Enjoy your  trip. And keep us posted


----------



## Kalleiviken (May 26, 2021)




----------



## trevskoda (May 26, 2021)

LOts more pictures, it looks great.


----------



## jagmanx (May 26, 2021)

Great


----------



## Trotter (May 27, 2021)

Good to see you back. And travelling. Stay safe my friend.


----------



## Kalleiviken (May 27, 2021)

first stop in Helsingborg at the harbor.  Gunilla is at the specialist dentist. A pretty boring place.


----------



## trevskoda (May 27, 2021)

Well im sure you know the drill.


----------



## Kalleiviken (May 27, 2021)

Next stop tosteberga harbor. Partly cloudy to sunny 16 degrees celsius. Fee SEK 200.


----------



## st3v3 (May 27, 2021)

17 GBP for anyone interested. 

Looks like a nice trip


----------



## Kalleiviken (May 27, 2021)

16 GBP


----------



## Kalleiviken (May 28, 2021)

Arrived on Öland, Sandviks camping.  Cold and with some sun.  Not many camping guests, only a few bird watchers.  Tomorrow we will drive to Kalmar where we will meet my son and his family.  Barbecue in the evening and we eat on the terrace, keep the distance.


----------



## Kalleiviken (May 28, 2021)




----------



## jacquigem (May 29, 2021)

Looks a fine place.


----------



## Kalleiviken (May 29, 2021)

Early morning at Sandviks camping and then a quick drive to Kalmar.  Lunch on the terrace with my son and his wife.  Beautiful sunny and warm weather.  Tonight barbecue and wonderful togetherness.  One year ago we last met at a campsite in Blekinge, Rosornas Camping.


----------



## Kalleiviken (May 29, 2021)

Yes it's a nice place.  Most of the time we usually Wildcamp on Öland but it was quite cold when we arrived on Öland so we decided for a campsite.  Cost SEK 250 with electricity.  22 GBP









						Sandviks camping - Så nära havet man kan komma
					

Sandviks camping ligger på södra Ölands västkust bara 1,5 km från Degerhamn. Det är en perfekt destination för dig som är intresserad av fågelskådning och natur då campingen ligger granne med det öländska alvaret och dess unika flora.




					www.sandvikscamping.se


----------



## Kalleiviken (May 30, 2021)

Last stop on this tour, Ängdala hostel and camping north of Kivik.  We have been here before and it is perfectly ok, good service house and clean, reasonable price level 225 sek per night including electricity.  19 GBP












						Hem
					






					angdalavandrarhem.se


----------



## Kalleiviken (May 31, 2021)

At home everything is fine.  Beautiful weather and my son-in-law has received his first injection!


----------



## Scotia (May 31, 2021)

Kalleiviken said:


> Next stop tosteberga harbor.

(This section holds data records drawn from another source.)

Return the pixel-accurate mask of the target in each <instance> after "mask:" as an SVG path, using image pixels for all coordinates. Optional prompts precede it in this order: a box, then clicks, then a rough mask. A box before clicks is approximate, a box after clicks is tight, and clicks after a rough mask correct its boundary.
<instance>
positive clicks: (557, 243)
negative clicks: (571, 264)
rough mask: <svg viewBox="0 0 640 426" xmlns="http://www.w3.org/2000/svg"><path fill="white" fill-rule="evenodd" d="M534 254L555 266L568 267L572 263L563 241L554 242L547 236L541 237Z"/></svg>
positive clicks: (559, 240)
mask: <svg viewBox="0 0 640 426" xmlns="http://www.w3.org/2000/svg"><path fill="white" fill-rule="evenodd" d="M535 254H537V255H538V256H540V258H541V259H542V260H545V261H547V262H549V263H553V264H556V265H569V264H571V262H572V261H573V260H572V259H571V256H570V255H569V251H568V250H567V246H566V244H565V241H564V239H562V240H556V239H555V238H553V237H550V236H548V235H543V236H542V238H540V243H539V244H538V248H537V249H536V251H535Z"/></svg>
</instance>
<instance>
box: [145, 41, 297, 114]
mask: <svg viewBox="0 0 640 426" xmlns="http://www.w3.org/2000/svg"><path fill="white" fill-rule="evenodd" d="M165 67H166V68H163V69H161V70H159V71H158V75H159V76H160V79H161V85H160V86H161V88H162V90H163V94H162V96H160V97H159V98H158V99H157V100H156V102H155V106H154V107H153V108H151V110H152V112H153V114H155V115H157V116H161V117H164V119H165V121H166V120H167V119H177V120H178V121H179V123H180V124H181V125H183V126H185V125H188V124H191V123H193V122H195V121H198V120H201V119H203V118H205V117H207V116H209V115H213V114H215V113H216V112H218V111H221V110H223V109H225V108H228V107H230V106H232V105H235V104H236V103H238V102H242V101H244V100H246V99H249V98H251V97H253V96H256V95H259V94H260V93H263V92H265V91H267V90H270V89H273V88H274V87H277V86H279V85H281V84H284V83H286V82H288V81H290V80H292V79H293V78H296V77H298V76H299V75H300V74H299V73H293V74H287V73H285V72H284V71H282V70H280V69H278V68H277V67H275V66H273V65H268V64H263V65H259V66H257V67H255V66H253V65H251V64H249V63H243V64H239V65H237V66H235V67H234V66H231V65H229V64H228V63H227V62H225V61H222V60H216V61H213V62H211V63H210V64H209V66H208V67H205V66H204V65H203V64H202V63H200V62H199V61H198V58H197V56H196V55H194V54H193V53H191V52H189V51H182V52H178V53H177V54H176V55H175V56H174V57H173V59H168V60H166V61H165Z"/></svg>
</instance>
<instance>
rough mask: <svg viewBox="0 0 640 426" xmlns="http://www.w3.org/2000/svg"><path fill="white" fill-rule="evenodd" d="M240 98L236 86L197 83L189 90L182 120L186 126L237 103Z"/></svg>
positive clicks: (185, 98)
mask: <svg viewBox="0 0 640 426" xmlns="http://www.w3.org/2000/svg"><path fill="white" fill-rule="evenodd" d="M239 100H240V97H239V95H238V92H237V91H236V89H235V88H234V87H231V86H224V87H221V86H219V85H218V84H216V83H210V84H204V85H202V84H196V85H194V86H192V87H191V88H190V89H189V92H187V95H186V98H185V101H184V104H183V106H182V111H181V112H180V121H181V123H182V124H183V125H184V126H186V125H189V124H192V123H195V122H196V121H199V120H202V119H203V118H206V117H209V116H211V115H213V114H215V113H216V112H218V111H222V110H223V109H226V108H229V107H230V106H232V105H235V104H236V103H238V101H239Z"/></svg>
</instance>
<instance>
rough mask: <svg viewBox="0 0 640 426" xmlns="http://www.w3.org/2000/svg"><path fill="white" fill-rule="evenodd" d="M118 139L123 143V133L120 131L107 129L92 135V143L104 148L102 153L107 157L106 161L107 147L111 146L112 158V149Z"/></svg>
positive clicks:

Partly cloudy to sunny 16 degrees celsius. Fee SEK 200.
> View attachment 98021
> 
> View attachment 98022View attachment 98023


Have you connected you EHU to the lamp post?


----------



## Kalleiviken (May 31, 2021)

What is EHU? If you mean by lamp post with the red lamp. We call it enslinje in Sweden, a triangle by the beach and the other one longer in to land, all with red lighting. Yes, there are electrical outlets on that pole for motorhomes.


----------



## Deleted member 56601 (May 31, 2021)

Kalleiviken said:


> What is EHU? If you mean by lamp post with the red lamp. We call it enslinje in Sweden, a triangle by the beach and the other one longer in to land, all with red lighting. Yes, there are electrical outlets on that pole for motorhomes.


EHU is electric hook up, connection to mains electricity. Great thread and photos, thanks


----------